Klobuchar Urges Appropriations Committee to Include Funding for the Election Assistance Commission (EAC) to Carry Out Critical Improvements in Election Security

WASHINGTON- U.S. Senator Amy Klobuchar (D-MN) urged the Appropriations Committee in a letter to include $400 million in grant funding for the Election Assistance Commission (EAC) to distribute to states in order to carry out critical improvements in election security. The U.S. intelligence community has left no doubt that Russia interfered with the 2016 elections. Russian hackers attempted to hack at least 21 states’ election systems in 2016 and a U.S. voting software company. And according to the Chicago Board of Elections, information on thousands of American voters was exposed after an attack on their voter registration system. Our top intelligence officials have confirmed that Russia will continue to attack our democracy.

“Protecting our democracy from future attacks will require modernizing our election system and building new safeguards to combat cyber-attacks,” Klobuchar wrote. “More than forty states rely on voting systems that are at least ten years old, thirteen states use machines with no paper backup, and many state election officials have never received cybersecurity training. The next federal election is only months away and our state election officials – the people on the front lines of this fight – do not have the resources they need. That is unacceptable. It is critical that we take action by providing the funding necessary to protect our election systems.”

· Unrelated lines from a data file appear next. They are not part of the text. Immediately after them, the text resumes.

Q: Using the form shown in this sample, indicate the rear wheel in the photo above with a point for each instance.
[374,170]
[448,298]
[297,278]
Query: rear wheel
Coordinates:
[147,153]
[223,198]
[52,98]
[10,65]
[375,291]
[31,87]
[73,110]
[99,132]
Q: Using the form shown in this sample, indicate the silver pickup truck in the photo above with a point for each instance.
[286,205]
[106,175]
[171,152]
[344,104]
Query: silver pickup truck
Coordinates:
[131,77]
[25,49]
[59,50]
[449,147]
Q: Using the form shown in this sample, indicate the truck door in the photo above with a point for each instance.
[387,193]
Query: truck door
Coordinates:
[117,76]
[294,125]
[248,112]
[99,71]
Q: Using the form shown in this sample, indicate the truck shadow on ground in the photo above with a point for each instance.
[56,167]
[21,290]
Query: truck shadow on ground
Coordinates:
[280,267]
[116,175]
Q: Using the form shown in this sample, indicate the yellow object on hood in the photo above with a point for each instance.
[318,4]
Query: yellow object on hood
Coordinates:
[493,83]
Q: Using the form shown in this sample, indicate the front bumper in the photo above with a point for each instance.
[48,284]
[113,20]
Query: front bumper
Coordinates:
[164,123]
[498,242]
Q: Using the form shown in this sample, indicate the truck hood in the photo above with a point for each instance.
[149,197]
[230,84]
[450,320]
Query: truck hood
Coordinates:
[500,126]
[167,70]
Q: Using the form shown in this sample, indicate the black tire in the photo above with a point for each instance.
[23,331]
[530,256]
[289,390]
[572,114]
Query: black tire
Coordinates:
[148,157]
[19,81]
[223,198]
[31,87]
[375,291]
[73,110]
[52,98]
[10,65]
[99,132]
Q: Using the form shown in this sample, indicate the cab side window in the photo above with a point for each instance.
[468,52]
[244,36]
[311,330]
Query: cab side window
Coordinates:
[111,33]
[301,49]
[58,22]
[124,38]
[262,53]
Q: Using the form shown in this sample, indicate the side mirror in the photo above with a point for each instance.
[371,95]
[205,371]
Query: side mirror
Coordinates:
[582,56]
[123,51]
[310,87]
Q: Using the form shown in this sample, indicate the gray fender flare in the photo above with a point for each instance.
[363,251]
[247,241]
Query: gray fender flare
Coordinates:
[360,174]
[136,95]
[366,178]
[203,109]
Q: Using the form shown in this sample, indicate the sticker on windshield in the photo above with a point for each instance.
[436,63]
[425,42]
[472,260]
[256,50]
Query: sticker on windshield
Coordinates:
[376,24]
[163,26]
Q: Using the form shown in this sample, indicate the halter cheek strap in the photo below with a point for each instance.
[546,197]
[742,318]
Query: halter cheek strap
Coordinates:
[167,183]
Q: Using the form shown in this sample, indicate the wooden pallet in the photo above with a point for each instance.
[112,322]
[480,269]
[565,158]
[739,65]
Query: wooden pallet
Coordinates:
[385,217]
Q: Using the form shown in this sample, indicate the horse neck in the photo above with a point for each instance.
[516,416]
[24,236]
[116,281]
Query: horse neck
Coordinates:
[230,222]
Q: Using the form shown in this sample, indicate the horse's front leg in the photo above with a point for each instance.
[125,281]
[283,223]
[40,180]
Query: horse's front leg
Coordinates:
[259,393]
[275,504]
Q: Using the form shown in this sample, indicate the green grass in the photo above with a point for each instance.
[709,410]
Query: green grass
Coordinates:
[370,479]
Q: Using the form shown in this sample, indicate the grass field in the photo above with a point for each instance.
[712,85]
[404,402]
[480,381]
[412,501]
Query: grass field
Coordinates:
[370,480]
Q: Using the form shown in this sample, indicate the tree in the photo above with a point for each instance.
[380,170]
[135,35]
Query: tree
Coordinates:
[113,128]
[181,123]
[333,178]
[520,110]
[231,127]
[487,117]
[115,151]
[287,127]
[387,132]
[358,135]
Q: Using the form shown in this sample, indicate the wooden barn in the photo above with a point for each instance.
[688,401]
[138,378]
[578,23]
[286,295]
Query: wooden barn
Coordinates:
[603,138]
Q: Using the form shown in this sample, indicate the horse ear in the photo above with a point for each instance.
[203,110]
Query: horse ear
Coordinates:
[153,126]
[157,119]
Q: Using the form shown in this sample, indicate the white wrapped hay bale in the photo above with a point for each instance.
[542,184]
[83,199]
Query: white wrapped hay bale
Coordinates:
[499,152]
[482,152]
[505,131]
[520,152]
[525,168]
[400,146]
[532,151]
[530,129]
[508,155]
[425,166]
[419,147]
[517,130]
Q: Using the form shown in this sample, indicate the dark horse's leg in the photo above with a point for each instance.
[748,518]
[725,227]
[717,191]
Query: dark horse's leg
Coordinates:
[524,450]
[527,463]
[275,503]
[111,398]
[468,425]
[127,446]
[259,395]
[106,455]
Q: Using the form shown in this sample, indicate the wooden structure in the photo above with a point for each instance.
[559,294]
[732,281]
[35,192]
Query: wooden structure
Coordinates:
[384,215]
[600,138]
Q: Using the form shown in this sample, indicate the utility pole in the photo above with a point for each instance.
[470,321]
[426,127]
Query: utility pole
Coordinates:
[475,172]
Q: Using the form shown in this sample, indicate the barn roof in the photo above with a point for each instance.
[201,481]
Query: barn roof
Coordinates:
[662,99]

The full text of the letter is below:

Dear Chairman Cochran, Ranking Member Leahy, Chairman Capito, and Ranking Member Coons:

As Ranking Member of the Senate Rules Committee with jurisdiction over federal elections, I respectfully urge you to include $400 million in grant funding for the Election Assistance Commission (EAC) to distribute to states in order to carry out critical improvements in election security.

The U.S. intelligence community has left no doubt that Russia interfered with the 2016 elections. Russian hackers attempted to hack at least 21 states’ election systems in 2016 and a U.S. voting software company. And according to the Chicago Board of Elections, information on thousands of American voters was exposed after an attack on their voter registration system. Our top intelligence officials have confirmed that Russia will continue to attack our democracy.

This month at a Senate Intelligence Committee hearing, top intelligence officials testified that Russia is “bolder” and will use lessons learned in 2016 to interfere in 2018 and beyond. Yesterday, Admiral Rogers further confirmed this in his testimony before the Armed Services Committee saying, “I believe that President Putin has clearly come to the conclusion there’s little price to pay here, and that therefore I can continue this activity.”

Protecting our democracy from future attacks will require modernizing our election system and building new safeguards to combat cyber-attacks. More than forty states rely on voting systems that are at least ten years old, thirteen states use machines with no paper backup, and many state election officials have never received cybersecurity training. The next federal election is only months away and our state election officials – the people on the front lines of this fight – do not have the resources they need. That is unacceptable. It is critical that we take action by providing the funding necessary to protect our election systems. 

Additionally, we request that you include the following report language to instruct the Election Assistance Commission on how to disburse the funding:

The Act includes $400 million for election technology improvement grants as authorized by sections 101, 103, and 104 of the Help America Vote Act of 2002 (P.L. 107-252).  In administering these grants, the Election Assistance Commission shall provide funding to: (1) ensure voters cast a ballot with a voter verified paper record; therefore, no money granted under this section may be used to purchase voting equipment that only records a voter’s intent electronically; (2) implement a post-election audit system that provides a high-level of confidence in the accuracy of the final vote tally; (3) upgrade election-related computer systems to address cyber vulnerabilities identified through DHS or similar scans or assessments of existing election systems; (4) facilitate cyber security training for the state chief election official’s office and local election officials; and (5) the EAC, in coordination with DHS, shall identify, update, and distribute election cybersecurity best practices to election officials on a regular basis so states can implement established cybersecurity best practices for election systems.

Thank you for considering this request. I look forward to working with you to secure our election systems.